Using this system, the authors were also able to compare the stability of plasmid pKJK5 in the presence and absence of conjugation. In a culture initially containing 100% pMIB4, three days (and many generations) later more than 99.99% of the cells still contained the lacI plasmid even without selection for it. On the other hand, in bacteria that couldn’t conjugate (those containing pMIB8) only around 99.43% or 99.13% of the E. coli and Kluyvera sp., respectively, still were plasmid harboring in bacterial mats. As with similar experiments involving stability of conjugation-deficient bacteria conducted by Sia et al (1995), this suggests that conjugation plays a significant role in sustaining an IncP-1 plasmid in bacterial mats. But that’s not all. Not only can conjugation promote plasmid persistence in a population, but according to the authors it can also account for the infectious spread of plasmids throughout a mat population within three days, even when starting from only an initial 25% of the population containing the plasmid. Again, this is only true if conjugation is possible. With the pMIB8 plasmid the total plasmid-containing population actually decreased, likely due to segregational loss.

Whereas conjugation may compensate for segregational loss in high-density bacterial mats, the same cannot be said of lower density, well mixed liquid broth cultures. It appears that the percentage of plasmid containing cells decreased in populations harboring either pMIB4 or pMIB8, although the decline was less dramatic in those populations that could conjugate. So what does it matter if plasmid stability in bacterial mats differs from that in liquid media is different? Well, for one, other than the thermos of chicken soup that’s been rolling around in the back of your car for a week, bacterial populations in nature may not be accurately modeled by the perfectly mixed broth cultures common to most labs. This means that in general, we may be underestimating the role of conjugation in plasmid stability due to unrepresentative experimental systems.

There is a vast range of applications of studies in horizontal gene transfer in general. In some cases we may want to limit plasmid stability in populations such as in the fight against antibiotic resistant strains. In other cases, as with bioremediation, we may want to encourage plasmid stability so that plasmids that we introduce into bacteria allow the bacteria to do our clean-up work for us. In either case, we need a solid understanding of how, when, and under what conditions plasmids are more or less stable. That’s not to say that conjugation is the only important factor in stability. As mentioned above, and in the author’s paper, segregational loss, relative growth rates, and transfer frequency all contribute to overall plasmid stability. This article doesn’t discount the importance of these other factors, but rather emphasizes the need to respect conjugation as a major player that can, given the right conditions, act parasitically in its spread through a population, even when it doesn’t benefit the host bacterium. So maybe the bacteria aren’t as “responsible” for the process as we originally thought. Maybe the plasmids themselves are the ones with the real power after all.

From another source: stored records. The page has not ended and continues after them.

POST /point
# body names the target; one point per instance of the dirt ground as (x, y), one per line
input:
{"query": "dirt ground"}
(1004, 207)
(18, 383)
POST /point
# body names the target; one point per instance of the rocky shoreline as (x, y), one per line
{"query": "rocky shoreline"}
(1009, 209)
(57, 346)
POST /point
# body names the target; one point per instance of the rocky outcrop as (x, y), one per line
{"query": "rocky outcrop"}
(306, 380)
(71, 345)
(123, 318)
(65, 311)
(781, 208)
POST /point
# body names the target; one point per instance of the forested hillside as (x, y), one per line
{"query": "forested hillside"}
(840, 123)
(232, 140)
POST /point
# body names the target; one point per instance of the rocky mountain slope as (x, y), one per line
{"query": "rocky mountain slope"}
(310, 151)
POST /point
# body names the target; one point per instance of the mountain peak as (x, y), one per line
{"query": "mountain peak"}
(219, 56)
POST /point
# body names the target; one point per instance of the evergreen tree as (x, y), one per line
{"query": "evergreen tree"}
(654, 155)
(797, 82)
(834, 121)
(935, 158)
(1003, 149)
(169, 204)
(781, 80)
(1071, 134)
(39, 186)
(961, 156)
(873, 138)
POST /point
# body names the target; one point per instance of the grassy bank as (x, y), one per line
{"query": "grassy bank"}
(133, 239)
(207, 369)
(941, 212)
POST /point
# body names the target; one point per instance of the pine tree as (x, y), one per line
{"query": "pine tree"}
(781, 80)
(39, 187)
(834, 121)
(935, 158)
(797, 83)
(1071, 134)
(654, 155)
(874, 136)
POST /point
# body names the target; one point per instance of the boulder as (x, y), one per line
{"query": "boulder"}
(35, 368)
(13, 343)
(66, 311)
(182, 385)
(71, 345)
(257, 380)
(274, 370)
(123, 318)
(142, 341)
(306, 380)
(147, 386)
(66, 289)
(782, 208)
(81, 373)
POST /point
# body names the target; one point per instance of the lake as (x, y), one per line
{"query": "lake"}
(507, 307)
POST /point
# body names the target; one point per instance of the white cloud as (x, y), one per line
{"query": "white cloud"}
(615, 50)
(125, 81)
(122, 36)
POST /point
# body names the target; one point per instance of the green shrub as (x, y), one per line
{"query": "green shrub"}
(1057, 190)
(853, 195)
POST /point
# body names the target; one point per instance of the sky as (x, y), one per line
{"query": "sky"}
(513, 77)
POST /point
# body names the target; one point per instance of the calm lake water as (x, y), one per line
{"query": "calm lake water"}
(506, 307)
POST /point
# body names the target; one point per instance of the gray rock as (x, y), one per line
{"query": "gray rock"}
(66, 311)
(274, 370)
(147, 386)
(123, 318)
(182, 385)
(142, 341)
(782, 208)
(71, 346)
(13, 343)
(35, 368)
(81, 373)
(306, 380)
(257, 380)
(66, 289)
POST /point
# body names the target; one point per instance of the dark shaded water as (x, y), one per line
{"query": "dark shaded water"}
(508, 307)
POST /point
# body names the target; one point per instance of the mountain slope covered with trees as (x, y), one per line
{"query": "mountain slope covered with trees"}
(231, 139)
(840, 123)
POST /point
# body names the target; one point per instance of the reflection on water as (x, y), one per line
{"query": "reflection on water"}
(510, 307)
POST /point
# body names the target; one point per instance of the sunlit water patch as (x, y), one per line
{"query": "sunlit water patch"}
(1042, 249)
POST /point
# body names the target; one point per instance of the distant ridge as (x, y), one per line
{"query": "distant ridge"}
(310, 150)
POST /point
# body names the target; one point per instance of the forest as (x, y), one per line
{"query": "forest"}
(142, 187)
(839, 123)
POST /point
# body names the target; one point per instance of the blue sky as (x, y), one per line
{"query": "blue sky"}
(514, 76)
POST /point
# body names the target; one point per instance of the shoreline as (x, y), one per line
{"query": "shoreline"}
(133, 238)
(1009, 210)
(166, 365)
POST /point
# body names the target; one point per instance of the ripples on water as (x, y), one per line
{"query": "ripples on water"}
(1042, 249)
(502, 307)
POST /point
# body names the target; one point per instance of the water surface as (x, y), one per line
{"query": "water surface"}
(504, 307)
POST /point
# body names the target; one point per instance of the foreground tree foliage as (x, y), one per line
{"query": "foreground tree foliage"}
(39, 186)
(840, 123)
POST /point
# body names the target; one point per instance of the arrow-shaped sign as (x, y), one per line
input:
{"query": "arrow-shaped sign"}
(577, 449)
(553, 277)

This study also opens up a question for the philosophers of science out there (although it’s a question much too broad for one blog, so an answer won’t be attempted here). That question is one raised by Richard Dawkins, and pertains to the idea of the selfish gene. If plasmids behave parasitically, does that support the selfish gene idea? Could the results of this article be applied to an argument that the population isn’t always the level that we should think about when considering evolution, if it’s the plasmids and not their host bacteria that run the show? Maybe, maybe not, but it’s a fun debate either way, and something to think about.


References:

Bahl MI, Sørensen SJ &Hansen HL (2004) Impact of conjugal transfer on the stability of IncP-1plasmid pKJK5 in bacterial populations. FEMS Microbiol Lett 232:45-49.

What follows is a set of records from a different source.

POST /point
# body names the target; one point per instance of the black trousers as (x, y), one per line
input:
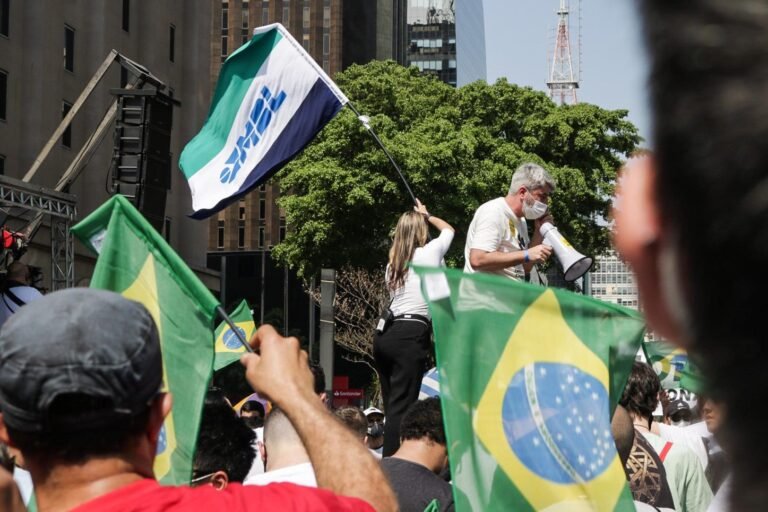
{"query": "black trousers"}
(401, 356)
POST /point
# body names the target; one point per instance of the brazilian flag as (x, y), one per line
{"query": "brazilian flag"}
(529, 378)
(136, 261)
(227, 347)
(668, 362)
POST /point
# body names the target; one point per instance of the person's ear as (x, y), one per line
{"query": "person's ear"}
(262, 452)
(159, 409)
(4, 438)
(638, 236)
(219, 480)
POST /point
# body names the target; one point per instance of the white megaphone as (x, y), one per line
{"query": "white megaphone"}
(573, 262)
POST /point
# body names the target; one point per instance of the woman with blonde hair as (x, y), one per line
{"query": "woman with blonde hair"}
(401, 350)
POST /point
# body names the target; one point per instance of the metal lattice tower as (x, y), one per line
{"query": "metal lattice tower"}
(562, 82)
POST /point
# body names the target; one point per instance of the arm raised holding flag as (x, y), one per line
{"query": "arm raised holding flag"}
(281, 373)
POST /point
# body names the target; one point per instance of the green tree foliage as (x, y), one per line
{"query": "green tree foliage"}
(457, 148)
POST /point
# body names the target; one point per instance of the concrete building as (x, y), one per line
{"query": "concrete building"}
(612, 281)
(48, 53)
(443, 37)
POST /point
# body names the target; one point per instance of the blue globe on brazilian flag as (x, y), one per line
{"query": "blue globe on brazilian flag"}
(227, 347)
(529, 378)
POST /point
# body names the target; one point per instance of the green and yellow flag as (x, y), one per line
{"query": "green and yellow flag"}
(136, 261)
(228, 348)
(529, 377)
(668, 362)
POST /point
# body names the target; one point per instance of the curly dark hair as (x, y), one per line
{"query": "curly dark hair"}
(224, 441)
(354, 419)
(424, 419)
(641, 394)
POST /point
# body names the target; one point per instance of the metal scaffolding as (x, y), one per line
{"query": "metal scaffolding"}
(61, 208)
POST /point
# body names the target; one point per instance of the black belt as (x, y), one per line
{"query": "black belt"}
(413, 318)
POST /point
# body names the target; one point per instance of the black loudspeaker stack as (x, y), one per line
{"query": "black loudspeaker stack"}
(141, 161)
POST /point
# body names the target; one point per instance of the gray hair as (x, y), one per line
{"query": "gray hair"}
(531, 176)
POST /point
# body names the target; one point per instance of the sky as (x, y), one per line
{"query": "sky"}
(520, 34)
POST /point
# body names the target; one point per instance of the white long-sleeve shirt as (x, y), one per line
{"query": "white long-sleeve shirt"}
(407, 299)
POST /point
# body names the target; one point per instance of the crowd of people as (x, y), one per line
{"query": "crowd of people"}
(80, 370)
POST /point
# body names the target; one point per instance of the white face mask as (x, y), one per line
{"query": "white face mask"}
(534, 211)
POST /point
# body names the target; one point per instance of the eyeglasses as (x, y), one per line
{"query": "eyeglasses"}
(201, 480)
(539, 194)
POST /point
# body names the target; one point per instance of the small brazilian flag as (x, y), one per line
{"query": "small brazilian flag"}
(135, 260)
(529, 377)
(668, 362)
(228, 348)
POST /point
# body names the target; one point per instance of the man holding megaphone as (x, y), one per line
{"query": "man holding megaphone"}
(497, 239)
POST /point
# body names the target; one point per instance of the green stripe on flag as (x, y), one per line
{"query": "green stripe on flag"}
(136, 261)
(235, 78)
(529, 378)
(227, 346)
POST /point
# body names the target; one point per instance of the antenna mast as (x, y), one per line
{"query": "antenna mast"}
(563, 82)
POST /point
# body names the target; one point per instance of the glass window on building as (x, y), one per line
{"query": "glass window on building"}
(5, 10)
(172, 43)
(66, 138)
(3, 94)
(167, 229)
(244, 30)
(126, 15)
(69, 48)
(327, 16)
(220, 234)
(265, 12)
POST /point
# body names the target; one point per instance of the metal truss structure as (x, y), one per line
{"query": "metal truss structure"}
(61, 208)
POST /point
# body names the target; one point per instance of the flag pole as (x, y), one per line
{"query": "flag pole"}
(366, 122)
(231, 324)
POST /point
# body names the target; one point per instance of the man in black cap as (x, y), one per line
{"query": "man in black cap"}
(678, 413)
(80, 378)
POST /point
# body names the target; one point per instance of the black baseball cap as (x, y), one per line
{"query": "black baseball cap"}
(81, 342)
(677, 406)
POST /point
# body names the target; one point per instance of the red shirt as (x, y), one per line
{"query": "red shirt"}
(149, 496)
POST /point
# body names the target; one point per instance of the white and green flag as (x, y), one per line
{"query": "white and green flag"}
(270, 101)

Bergstrom CT, Lipsitch M & Levin BR (2000) Natural selection, infectious transfer and the existence conditions for bacterial plasmids. Genetics 155: 1505–1519.

Haase J & Lanka E (1997) A specific protease encoded by the conjugative DNA transfer systems of IncP and Ti plasmids is essential for pilus synthesis. J Bacteriol 179.

Sia EA, Roberts RC, Easter C, Helinski DR & Figurski DH (1995) Different relative importances of the par operons and the effect of conjugal transfer on the maintenance of intact promiscuous plasmid RK2. J Bacteriol 177: 2789–2797. 5728–5735.



Julie Hughes, Ph.D. student
Department of Biological Sciences, University of Idaho


Thursday, September 4, 2008

Transfer of antimicrobial resistance plasmids from Klebsiella pneumoniae to Escherichia coli in the mouse intestine

Schjørring, S., Struve, C., & Krogfelt, K.A. (2008). (e-publ. Aug. 13, 2008) Journal of Antimicrobial Chemotherapy doi: 10.1093/jac/dkn323.

Nosocomial infections, commonplace in health care systems including intensive care units (Çaatay et al., 2007), are becoming more of a pressing issue as bacteria continue to exhibit multiple antimicrobial resistances. Such cases have been reported in hospitals as well as extended care facilities such as nursing homes (Wiener et al., 1999). While the development of antibiotics are important in our fight against pathogens, it is equally important to focus on the mechanisms involved in developing increased resistance. In this paper by Schjørring, et al., one of the most common nosocomial pathogens was studied: Klebsiella pneumoniae, gram-negative bacteria shown to exhibit multiple antimicrobial resistances. The authors studied the effects of introducing antimicrobial genes and monitoring the colonization of K. pneumonia in mice intestines. The findings reveal several pieces of information about K. pneumonia, including the nature of the pathogen as well as its’ ability to transfer resistance genes to other bacteria (Schjørring, et al., 2008).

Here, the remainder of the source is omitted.